Bill and Mary Lou Haas were looking forward to a peaceful European river cruise booked through Vantage Travel during the Christmas holidays. But their expectations were figuratively shattered when they found several unexpected guests would be joining them on their vacation: kids.

“One of the clauses in our cruise contract states that the cruise has no accommodations for passengers under the age of 12,” Haas told me. “However, upon arrival at the Amsterdam airport, we found out that there was an extended family with four children as young as three that were traveling with us.”

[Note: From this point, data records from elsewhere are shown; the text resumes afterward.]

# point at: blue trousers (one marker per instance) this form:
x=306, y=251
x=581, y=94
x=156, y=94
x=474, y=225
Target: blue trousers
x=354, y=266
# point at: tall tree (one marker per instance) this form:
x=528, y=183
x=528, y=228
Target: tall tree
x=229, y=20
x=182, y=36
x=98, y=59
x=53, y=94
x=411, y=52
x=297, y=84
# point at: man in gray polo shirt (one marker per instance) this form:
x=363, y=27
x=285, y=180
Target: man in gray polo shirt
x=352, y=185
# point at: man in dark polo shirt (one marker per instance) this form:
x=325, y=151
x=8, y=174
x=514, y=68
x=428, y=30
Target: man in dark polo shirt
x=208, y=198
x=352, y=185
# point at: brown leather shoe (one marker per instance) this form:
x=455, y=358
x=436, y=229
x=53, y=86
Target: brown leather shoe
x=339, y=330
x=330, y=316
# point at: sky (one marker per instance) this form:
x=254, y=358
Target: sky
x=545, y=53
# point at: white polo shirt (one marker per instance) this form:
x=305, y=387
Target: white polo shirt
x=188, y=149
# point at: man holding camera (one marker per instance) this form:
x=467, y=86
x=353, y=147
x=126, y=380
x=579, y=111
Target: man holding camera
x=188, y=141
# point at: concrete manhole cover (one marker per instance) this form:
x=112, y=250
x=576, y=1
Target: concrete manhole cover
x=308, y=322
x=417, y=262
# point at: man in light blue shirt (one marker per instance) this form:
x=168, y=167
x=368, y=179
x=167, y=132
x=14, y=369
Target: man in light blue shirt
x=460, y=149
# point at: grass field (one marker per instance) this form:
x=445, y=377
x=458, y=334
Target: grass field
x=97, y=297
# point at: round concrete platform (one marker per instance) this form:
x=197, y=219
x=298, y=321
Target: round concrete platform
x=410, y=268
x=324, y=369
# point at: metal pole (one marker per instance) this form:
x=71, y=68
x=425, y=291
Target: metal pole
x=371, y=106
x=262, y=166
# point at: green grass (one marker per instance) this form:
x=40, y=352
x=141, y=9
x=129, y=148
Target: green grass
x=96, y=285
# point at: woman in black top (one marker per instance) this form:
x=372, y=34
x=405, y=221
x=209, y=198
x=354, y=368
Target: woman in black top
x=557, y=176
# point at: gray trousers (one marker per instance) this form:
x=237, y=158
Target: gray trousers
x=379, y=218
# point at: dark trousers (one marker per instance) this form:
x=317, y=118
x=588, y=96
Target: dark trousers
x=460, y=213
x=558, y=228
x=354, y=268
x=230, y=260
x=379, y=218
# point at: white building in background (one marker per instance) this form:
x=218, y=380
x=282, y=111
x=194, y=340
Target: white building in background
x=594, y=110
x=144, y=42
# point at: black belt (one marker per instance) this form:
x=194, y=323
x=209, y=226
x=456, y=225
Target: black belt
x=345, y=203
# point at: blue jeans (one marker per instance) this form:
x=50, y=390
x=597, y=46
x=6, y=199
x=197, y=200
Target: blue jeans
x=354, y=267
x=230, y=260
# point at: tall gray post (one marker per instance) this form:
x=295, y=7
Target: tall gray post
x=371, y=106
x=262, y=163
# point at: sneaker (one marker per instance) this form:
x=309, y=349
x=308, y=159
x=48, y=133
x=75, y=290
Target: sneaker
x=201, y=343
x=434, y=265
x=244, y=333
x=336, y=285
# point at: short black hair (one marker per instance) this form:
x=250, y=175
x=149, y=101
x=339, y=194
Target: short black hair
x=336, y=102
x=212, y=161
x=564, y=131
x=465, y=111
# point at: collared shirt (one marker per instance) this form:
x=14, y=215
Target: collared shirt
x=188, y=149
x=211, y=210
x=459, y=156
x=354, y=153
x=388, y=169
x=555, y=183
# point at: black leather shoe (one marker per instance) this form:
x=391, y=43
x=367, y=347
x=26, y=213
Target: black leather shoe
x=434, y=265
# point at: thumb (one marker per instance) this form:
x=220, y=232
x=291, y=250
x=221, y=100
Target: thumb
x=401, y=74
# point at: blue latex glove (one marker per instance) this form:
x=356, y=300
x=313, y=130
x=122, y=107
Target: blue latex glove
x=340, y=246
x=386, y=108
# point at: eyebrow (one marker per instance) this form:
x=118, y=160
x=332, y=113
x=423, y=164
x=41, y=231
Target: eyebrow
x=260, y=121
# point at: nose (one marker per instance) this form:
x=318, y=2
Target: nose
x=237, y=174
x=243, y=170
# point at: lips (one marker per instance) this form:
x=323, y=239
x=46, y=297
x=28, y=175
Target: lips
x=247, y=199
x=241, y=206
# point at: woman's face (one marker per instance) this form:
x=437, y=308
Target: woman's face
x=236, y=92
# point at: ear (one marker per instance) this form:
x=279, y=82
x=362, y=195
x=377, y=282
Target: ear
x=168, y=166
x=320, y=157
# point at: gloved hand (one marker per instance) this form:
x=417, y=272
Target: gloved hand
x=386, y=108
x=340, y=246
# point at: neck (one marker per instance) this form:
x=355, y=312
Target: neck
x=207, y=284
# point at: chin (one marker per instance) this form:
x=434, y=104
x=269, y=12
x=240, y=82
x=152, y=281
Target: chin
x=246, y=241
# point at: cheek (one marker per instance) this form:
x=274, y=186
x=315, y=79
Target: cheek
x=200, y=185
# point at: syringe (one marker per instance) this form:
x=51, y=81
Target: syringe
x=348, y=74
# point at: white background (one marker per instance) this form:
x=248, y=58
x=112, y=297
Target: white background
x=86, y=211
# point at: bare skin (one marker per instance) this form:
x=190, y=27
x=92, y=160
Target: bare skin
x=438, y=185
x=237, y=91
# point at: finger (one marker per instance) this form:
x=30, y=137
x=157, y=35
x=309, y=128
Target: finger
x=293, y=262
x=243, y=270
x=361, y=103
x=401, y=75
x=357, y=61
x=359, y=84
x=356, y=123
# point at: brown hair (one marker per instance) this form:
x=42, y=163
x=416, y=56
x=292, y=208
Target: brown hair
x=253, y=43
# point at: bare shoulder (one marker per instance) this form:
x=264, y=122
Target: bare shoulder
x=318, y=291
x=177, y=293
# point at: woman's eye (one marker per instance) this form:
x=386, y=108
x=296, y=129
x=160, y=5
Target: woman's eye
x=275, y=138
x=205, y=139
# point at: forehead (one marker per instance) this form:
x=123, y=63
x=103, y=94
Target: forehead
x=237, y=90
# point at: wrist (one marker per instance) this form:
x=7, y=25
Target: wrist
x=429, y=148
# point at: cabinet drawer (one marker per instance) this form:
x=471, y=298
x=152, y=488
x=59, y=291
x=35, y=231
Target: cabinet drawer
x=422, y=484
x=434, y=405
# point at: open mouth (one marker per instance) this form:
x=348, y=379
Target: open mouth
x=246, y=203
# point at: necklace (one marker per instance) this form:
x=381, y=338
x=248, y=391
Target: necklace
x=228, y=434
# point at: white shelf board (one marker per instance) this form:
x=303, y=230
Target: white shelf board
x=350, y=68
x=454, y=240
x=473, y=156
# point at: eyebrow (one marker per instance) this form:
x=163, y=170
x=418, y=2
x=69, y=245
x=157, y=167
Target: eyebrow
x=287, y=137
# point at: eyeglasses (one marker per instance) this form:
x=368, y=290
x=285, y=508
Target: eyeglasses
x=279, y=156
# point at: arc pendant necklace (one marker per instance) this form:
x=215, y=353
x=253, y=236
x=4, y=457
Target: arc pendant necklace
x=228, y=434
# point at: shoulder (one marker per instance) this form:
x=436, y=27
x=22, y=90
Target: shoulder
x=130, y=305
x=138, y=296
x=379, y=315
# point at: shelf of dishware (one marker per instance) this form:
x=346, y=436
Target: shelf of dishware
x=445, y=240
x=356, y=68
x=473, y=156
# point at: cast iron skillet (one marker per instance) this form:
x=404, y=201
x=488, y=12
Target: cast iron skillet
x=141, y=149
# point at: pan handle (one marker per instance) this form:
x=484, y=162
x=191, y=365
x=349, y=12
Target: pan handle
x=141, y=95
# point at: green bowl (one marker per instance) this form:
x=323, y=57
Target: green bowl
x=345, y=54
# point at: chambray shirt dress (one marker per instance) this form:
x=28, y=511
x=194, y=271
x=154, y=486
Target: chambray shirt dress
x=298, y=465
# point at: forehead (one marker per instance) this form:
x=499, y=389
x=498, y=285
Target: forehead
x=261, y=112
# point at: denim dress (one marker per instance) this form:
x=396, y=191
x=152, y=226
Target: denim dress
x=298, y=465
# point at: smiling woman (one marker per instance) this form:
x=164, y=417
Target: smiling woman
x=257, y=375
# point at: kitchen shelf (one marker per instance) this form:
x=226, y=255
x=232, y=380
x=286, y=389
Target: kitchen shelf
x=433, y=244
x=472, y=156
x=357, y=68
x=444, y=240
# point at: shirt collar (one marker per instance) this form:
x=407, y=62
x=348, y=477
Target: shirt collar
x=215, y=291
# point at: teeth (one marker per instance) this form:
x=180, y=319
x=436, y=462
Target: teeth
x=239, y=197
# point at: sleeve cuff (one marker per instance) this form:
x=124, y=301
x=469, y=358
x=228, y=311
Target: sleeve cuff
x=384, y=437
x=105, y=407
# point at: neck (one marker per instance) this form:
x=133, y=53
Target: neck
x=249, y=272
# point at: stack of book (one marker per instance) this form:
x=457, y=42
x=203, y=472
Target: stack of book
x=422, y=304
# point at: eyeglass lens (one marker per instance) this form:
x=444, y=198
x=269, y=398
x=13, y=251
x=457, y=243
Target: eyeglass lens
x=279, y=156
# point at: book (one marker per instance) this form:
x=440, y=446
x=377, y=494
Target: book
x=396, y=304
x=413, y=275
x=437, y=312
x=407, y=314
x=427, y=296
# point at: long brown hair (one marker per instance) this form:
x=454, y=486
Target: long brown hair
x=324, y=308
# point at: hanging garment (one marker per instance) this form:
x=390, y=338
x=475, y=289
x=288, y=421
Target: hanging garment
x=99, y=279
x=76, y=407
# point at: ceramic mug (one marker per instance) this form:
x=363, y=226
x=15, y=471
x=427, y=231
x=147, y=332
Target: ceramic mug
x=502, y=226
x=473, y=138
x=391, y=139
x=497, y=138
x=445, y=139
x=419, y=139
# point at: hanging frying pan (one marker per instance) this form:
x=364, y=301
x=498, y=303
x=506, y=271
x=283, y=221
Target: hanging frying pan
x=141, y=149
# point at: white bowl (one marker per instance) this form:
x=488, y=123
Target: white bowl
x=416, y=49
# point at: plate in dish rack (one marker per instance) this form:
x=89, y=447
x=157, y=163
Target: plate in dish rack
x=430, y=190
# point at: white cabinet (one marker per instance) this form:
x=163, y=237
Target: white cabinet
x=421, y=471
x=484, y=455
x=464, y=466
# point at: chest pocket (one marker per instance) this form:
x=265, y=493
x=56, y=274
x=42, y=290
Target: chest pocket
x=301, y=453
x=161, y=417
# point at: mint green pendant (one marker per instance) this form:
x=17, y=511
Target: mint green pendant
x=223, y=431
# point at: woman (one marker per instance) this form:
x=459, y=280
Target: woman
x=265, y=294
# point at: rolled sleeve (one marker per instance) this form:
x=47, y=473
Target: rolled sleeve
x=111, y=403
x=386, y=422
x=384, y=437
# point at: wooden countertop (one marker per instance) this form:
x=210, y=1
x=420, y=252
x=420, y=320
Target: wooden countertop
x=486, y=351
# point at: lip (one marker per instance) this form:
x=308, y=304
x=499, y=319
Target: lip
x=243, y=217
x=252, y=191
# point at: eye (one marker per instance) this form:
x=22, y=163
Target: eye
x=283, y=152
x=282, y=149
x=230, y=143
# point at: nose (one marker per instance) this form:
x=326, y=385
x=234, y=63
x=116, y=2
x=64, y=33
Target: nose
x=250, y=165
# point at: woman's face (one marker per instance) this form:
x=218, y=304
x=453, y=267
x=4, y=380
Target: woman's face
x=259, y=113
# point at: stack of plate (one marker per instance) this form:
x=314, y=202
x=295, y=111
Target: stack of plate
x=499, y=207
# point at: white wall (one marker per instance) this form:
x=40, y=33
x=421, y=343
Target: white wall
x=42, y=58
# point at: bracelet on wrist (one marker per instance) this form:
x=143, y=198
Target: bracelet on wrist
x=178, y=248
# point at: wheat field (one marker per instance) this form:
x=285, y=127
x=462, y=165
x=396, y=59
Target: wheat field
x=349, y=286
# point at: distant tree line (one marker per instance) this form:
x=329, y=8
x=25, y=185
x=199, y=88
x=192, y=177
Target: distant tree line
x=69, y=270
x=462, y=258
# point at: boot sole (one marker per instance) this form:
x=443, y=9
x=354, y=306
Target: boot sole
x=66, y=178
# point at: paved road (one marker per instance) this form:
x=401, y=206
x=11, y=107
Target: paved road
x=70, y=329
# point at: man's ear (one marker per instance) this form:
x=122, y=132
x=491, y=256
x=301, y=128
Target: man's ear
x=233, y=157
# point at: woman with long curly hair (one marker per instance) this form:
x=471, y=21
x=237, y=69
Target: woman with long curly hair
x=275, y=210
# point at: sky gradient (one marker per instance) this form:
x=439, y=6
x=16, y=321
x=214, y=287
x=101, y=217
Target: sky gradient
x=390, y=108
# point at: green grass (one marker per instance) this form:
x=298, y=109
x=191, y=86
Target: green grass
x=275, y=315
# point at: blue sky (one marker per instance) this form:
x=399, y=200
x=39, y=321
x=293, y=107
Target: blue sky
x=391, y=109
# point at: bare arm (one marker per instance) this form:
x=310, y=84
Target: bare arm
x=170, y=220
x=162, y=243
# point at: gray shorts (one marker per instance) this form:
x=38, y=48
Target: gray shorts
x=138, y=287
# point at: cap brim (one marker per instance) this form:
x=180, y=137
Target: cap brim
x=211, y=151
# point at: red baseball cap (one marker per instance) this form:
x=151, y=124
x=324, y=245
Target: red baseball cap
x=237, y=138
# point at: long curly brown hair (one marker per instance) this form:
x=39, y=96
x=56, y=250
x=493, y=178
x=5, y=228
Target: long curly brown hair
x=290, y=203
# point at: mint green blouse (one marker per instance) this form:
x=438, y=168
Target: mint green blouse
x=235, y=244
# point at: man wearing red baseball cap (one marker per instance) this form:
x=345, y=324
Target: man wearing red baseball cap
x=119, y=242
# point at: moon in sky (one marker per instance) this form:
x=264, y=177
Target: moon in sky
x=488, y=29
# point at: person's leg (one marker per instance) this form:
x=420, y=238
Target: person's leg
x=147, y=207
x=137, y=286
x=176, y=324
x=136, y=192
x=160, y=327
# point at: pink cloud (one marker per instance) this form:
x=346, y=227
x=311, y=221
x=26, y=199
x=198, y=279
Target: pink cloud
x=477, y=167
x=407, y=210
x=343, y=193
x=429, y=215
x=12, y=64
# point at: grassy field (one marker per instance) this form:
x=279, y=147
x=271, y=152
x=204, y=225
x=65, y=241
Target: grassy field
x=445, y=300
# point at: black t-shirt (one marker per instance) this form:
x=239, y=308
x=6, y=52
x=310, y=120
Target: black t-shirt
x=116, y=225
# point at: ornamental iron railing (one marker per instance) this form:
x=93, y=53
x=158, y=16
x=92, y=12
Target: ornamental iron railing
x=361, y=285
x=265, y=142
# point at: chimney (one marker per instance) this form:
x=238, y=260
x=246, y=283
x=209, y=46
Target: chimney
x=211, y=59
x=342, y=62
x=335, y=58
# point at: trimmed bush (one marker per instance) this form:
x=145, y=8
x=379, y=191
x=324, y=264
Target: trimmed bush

Needless to say, even the best-behaved kids can ruin a river cruise. Unlike the larger ocean vessels where young passengers can be sent to an arcade or play area, riverboats are small and intimate. (We left our then 18-month-old toddler with his grandparents when we went on Danube riverboat cruise a few years ago, a decision we didn’t regret when we saw how small ship was and how well noise traveled.)

Haas and several other passengers spoke with a cruise line representative at the airport, reminding him of the no kids rule.

“His only answer was that it was a corporate decision and left us no other option,” he remembers.

You can probably imagine what happened next. The Haases reluctantly boarded the vessel, and for two weeks, their holiday riverboat cruise resembled a playground. Children were running around the ship, laughing and yelling.

Bottom line: the passengers didn’t get the adults-only cruise they’d booked.

When the cruise ended, they complained to Vantage, but the company will do little more than admit that its “no kids” rule had been bent.

Complaints and request for a refund of the cruise portion of the trip have fallen on deaf ears.

They readily admit to violating their end of the contract, saying it was a consideration made for the holiday season.

They refuse a refund and have offered a $1,000 per person credit for my next Vantage cruise.

Haas wonders what would have happened if he and his wife had violated the Vantage contract — say, by bringing a pet. Would the company had denied them passage? Probably.

“The travel credit is a joke since I never plan to travel with Vantage again,” he added.

Is the $1,000 cruise credit enough? Or should I push Advantage to refund Haas’ entire cruise?

I’m conflicted about this. From Haas’ account, it seems clear that Vantage violated its own “no kids” policy, and a $1,000 cruise credit is a nice gesture. But nothing says “I’m sorry” like a partial refund — real money being sent back to an aggrieved customer.

A cruise credit, on the other hand, says, “We’re sorry for the way we made you feel.”

I think Vantage should pay for breaking its own rules. But I’m not sure I can advocate for a full refund, because after all, the Haases cruised for two weeks, enjoying food, service and fabulous European ports of call. Had Vantage denied them those amenities, then I might be more comfortable pushing Vantage to offer the couple a refund.

Then again, Vantage didn’t give the couple the cruise they thought they’d bought. Isn’t a refund an appropriate penalty?